It’s no surprise that some of the most exciting tech to come out in years has been brought to consumers thanks in no small part to 3D printing.
For those involved with product development, this is nothing new - in fact, the term is often referred to as “rapid prototyping” and has been in practice for the past few decades. However, thanks to a combination of both advanced technologies and a decrease in cost, the ability to get product design ideas “rapid prototyped” quickly and cheaply has helped everyday people realize their product design visions not unlike what was only reserved for professional design firms and large corporations not too long ago.
Among others who have leveraged 3D printing to help bring their product design to life is Antonie Balaresque, whose Lily Flying Camera is sure to take the tech world by storm over the next year.
Unlike what most people think of when they think of the term “drone”, Balaresque’s Lily Camera is designed to simply be a flying camera that focuses on a specific subject - such as a runner or a snowboarder.

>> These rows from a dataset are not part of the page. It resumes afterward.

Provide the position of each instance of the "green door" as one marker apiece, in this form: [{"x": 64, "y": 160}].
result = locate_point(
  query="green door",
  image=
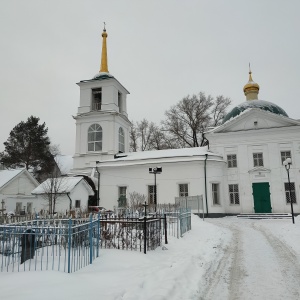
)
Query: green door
[{"x": 261, "y": 195}]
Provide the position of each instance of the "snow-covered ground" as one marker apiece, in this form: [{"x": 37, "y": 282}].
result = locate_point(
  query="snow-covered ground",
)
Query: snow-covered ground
[{"x": 226, "y": 258}]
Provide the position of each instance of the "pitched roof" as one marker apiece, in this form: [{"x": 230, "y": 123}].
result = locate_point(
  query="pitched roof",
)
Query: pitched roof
[
  {"x": 64, "y": 163},
  {"x": 168, "y": 153},
  {"x": 61, "y": 185},
  {"x": 7, "y": 175}
]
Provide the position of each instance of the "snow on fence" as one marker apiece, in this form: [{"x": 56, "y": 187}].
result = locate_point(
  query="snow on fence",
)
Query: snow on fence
[
  {"x": 129, "y": 233},
  {"x": 54, "y": 244},
  {"x": 178, "y": 220},
  {"x": 70, "y": 244}
]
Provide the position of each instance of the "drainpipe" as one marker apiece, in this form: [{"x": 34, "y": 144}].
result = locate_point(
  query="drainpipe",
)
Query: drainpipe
[
  {"x": 68, "y": 194},
  {"x": 98, "y": 191},
  {"x": 205, "y": 184}
]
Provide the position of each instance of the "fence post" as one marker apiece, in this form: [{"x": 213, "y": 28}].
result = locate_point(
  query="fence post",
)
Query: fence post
[
  {"x": 145, "y": 228},
  {"x": 69, "y": 246},
  {"x": 178, "y": 222},
  {"x": 165, "y": 227},
  {"x": 98, "y": 234},
  {"x": 91, "y": 239}
]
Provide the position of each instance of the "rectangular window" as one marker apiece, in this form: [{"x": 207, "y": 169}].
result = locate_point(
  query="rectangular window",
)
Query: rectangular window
[
  {"x": 258, "y": 160},
  {"x": 234, "y": 196},
  {"x": 122, "y": 201},
  {"x": 215, "y": 193},
  {"x": 231, "y": 161},
  {"x": 151, "y": 194},
  {"x": 18, "y": 207},
  {"x": 77, "y": 203},
  {"x": 29, "y": 207},
  {"x": 285, "y": 155},
  {"x": 97, "y": 99},
  {"x": 183, "y": 190},
  {"x": 119, "y": 101},
  {"x": 290, "y": 195}
]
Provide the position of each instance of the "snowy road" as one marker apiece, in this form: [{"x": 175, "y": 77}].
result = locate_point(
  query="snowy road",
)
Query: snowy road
[
  {"x": 255, "y": 264},
  {"x": 226, "y": 259}
]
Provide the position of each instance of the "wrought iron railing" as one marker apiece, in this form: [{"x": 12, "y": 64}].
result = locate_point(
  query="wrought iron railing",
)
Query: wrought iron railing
[
  {"x": 96, "y": 106},
  {"x": 62, "y": 245}
]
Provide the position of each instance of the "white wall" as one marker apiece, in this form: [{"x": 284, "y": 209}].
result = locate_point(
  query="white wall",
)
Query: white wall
[
  {"x": 137, "y": 178},
  {"x": 270, "y": 142}
]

Additionally, according to Balaresque, the Lily software will even be able to learn a user’s face through a computer vision system that will always keep a user in the shot.
What makes Lily unique is that rather than having a large remote control or smart device app to control the flying unit, Lily is programmed to fly itself thanks to an external GPS device that can be slipped into a user’s pocket. Included in the pocket GPS unit are sensors that will let Lily know if a user is moving vertically such as a jump or fall. Additionally, the pocket unit will feature buttons that allow a user to bring the device closer or further away, depending on the desired shot or limits of a physical activity.

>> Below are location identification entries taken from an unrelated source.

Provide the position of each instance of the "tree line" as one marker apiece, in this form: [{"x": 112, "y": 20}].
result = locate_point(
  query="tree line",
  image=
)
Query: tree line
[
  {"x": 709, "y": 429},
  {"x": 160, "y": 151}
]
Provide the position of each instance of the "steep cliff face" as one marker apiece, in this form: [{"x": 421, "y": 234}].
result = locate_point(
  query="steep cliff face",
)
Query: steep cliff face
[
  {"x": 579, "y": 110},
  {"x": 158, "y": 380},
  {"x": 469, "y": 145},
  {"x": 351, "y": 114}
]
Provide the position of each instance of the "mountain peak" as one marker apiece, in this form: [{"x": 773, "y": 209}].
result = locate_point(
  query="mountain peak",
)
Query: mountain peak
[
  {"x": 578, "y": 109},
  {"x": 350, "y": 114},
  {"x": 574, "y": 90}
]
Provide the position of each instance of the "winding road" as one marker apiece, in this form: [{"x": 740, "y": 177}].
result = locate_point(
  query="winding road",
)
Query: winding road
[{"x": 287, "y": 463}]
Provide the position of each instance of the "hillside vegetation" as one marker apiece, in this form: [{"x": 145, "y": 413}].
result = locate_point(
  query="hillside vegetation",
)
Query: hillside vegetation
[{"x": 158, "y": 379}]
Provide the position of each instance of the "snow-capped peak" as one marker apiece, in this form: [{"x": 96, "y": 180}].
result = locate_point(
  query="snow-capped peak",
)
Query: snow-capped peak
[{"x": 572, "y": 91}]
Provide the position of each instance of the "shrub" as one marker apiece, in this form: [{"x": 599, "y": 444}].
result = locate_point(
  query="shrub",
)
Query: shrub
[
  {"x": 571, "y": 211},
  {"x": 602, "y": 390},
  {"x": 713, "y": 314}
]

Of course, all of this wouldn’t mean much if the final video quality wasn’t up to par - however Balaresque didn’t skimp over the details when it came to specs that rival existing action cameras such as those offered by both GoPro and Sony.

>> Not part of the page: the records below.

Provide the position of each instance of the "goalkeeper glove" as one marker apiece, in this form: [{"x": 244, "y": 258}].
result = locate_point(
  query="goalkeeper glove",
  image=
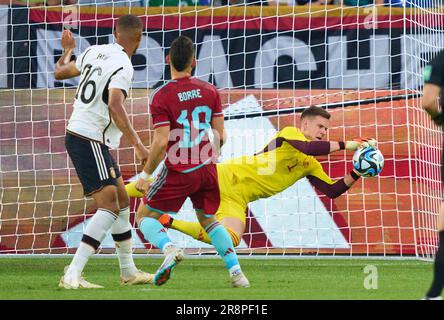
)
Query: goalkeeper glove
[{"x": 357, "y": 143}]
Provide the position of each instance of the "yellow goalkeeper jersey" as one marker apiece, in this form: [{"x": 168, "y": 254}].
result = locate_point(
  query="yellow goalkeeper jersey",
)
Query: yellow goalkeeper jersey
[{"x": 272, "y": 170}]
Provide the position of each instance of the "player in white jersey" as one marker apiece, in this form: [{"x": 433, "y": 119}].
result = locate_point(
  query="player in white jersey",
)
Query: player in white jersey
[{"x": 97, "y": 124}]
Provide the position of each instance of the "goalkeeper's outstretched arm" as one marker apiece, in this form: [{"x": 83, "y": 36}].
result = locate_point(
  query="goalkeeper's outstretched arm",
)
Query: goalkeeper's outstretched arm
[{"x": 65, "y": 68}]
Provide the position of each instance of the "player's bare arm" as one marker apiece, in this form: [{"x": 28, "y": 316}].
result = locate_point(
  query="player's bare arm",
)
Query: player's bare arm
[
  {"x": 65, "y": 68},
  {"x": 430, "y": 101},
  {"x": 120, "y": 117},
  {"x": 157, "y": 154}
]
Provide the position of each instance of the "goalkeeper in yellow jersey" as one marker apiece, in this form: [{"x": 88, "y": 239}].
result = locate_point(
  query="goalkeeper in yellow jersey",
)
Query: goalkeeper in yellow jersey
[{"x": 288, "y": 157}]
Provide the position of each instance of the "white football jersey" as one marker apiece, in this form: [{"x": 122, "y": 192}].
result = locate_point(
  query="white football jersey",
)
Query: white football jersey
[{"x": 102, "y": 67}]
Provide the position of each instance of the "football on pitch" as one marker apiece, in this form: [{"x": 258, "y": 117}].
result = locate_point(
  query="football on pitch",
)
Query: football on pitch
[{"x": 368, "y": 161}]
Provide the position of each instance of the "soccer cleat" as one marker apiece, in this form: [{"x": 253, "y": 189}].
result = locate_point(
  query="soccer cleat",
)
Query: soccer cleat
[
  {"x": 139, "y": 277},
  {"x": 166, "y": 220},
  {"x": 171, "y": 260},
  {"x": 239, "y": 280},
  {"x": 73, "y": 280}
]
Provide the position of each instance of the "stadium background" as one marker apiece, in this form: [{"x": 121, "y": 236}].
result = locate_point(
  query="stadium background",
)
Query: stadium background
[{"x": 340, "y": 57}]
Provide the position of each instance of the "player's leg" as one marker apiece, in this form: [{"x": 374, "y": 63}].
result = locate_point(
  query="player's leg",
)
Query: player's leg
[
  {"x": 221, "y": 240},
  {"x": 93, "y": 166},
  {"x": 206, "y": 202},
  {"x": 95, "y": 232},
  {"x": 122, "y": 236},
  {"x": 167, "y": 194},
  {"x": 438, "y": 270}
]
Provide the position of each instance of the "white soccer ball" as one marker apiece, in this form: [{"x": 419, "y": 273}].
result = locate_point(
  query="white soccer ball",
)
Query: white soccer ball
[{"x": 368, "y": 161}]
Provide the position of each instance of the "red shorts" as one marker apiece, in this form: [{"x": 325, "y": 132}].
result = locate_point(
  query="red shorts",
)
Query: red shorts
[{"x": 171, "y": 188}]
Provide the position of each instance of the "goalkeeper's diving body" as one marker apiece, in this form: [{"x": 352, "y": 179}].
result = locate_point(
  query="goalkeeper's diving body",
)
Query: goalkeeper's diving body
[{"x": 287, "y": 158}]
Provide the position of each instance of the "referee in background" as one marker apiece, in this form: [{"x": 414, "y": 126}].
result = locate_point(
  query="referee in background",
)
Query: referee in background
[{"x": 431, "y": 102}]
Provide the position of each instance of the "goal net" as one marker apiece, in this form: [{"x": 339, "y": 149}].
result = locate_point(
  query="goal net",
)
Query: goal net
[{"x": 364, "y": 65}]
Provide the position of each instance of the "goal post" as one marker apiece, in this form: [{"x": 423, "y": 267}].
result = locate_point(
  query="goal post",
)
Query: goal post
[{"x": 364, "y": 65}]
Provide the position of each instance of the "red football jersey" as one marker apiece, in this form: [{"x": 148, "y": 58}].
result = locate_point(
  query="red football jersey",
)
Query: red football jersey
[{"x": 187, "y": 105}]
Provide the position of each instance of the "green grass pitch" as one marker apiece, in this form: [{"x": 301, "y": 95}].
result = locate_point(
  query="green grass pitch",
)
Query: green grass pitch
[{"x": 207, "y": 279}]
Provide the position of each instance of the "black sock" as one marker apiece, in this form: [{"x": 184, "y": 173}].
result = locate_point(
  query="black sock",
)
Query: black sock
[{"x": 438, "y": 278}]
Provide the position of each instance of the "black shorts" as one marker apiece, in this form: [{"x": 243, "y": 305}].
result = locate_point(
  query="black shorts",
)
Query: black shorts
[{"x": 94, "y": 164}]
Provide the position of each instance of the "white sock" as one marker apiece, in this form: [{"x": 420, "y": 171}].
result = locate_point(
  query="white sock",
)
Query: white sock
[
  {"x": 124, "y": 248},
  {"x": 94, "y": 234}
]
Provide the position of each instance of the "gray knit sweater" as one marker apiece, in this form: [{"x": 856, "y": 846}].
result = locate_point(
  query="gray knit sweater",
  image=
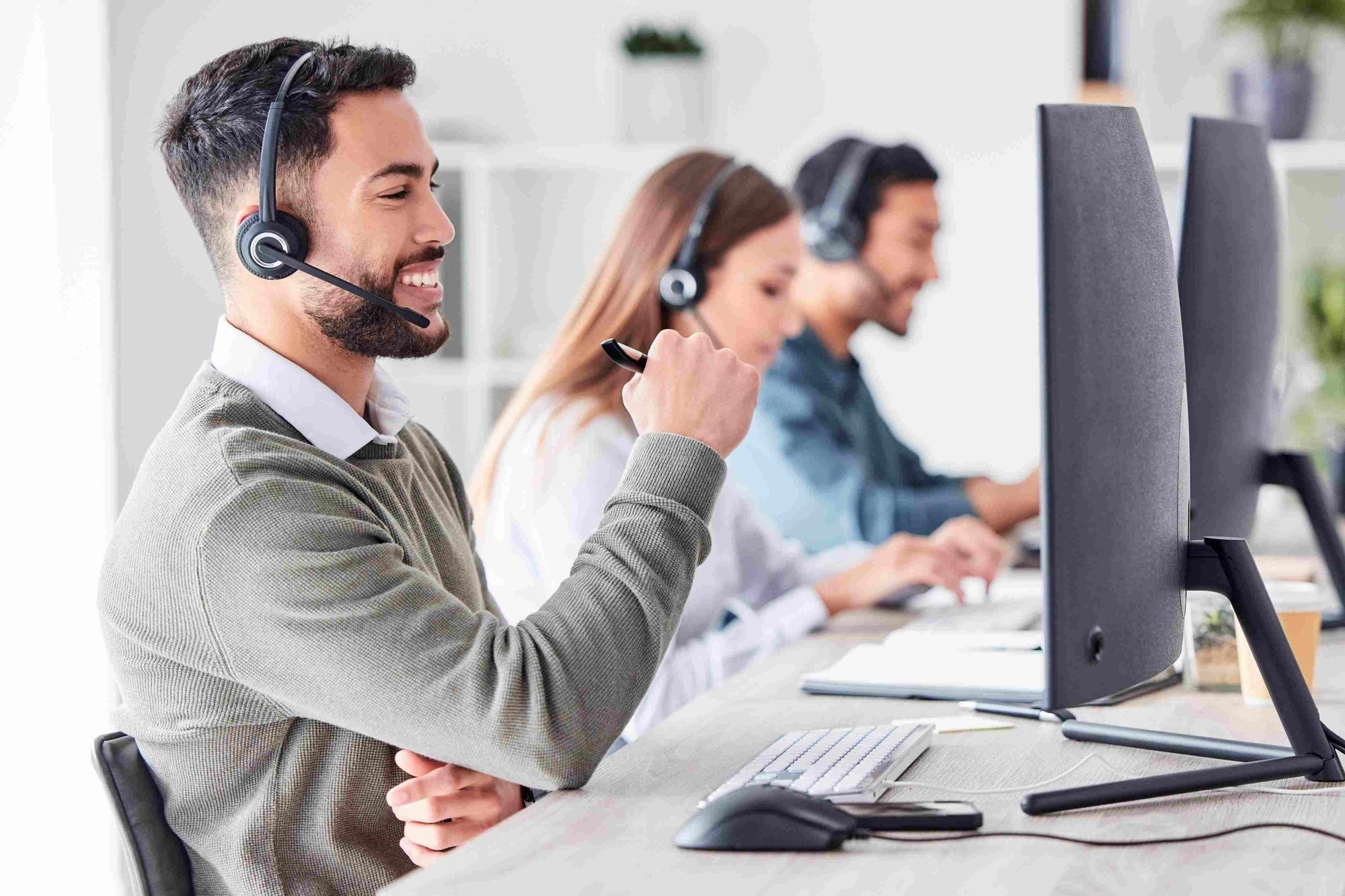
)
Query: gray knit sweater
[{"x": 282, "y": 620}]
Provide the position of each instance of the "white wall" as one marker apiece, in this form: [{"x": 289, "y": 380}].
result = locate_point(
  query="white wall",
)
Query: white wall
[
  {"x": 786, "y": 77},
  {"x": 1178, "y": 58},
  {"x": 57, "y": 247}
]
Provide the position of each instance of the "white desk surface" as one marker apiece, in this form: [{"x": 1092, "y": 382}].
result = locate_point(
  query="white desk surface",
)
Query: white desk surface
[{"x": 615, "y": 836}]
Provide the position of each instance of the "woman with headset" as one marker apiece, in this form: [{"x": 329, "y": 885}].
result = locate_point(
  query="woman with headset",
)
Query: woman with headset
[{"x": 707, "y": 245}]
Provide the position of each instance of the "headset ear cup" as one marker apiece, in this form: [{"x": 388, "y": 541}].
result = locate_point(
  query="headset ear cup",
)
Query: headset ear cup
[
  {"x": 832, "y": 243},
  {"x": 683, "y": 287},
  {"x": 286, "y": 233}
]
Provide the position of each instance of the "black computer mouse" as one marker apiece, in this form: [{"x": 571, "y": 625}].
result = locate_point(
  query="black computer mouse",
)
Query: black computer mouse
[{"x": 767, "y": 818}]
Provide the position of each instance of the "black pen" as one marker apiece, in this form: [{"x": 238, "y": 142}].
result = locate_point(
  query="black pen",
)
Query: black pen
[
  {"x": 1017, "y": 710},
  {"x": 623, "y": 356}
]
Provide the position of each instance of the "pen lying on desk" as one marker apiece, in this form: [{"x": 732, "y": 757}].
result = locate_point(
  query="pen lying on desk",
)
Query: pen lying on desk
[
  {"x": 623, "y": 356},
  {"x": 1017, "y": 710}
]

When it ships later this year, Lily will feature both a 1080p, 60 FPS camera and another 720p, 120 FPS camera, both of which can be trained onto the user through the use of the pocket GPS unit.
Balaresque just might have a holiday hit on his hands if he is able to ensure that the final product works as intended: while existing action cameras are limited to the skills of a (oftentimes amateur) photographer, the Lily acts as an “always-on, always-aware” photographer that never takes its eyes off of the subject - which will alway lead to better footage.
While the final, consumer-ready version of Lily is still in development, it’s safe to say that it just might be a game-changer that will be stocked on the shelves of major retailers alongside existing products such as the GoPro.
Of course, a majority of this can be attributed to the quick development stages that have been enabled thanks to 3D printing.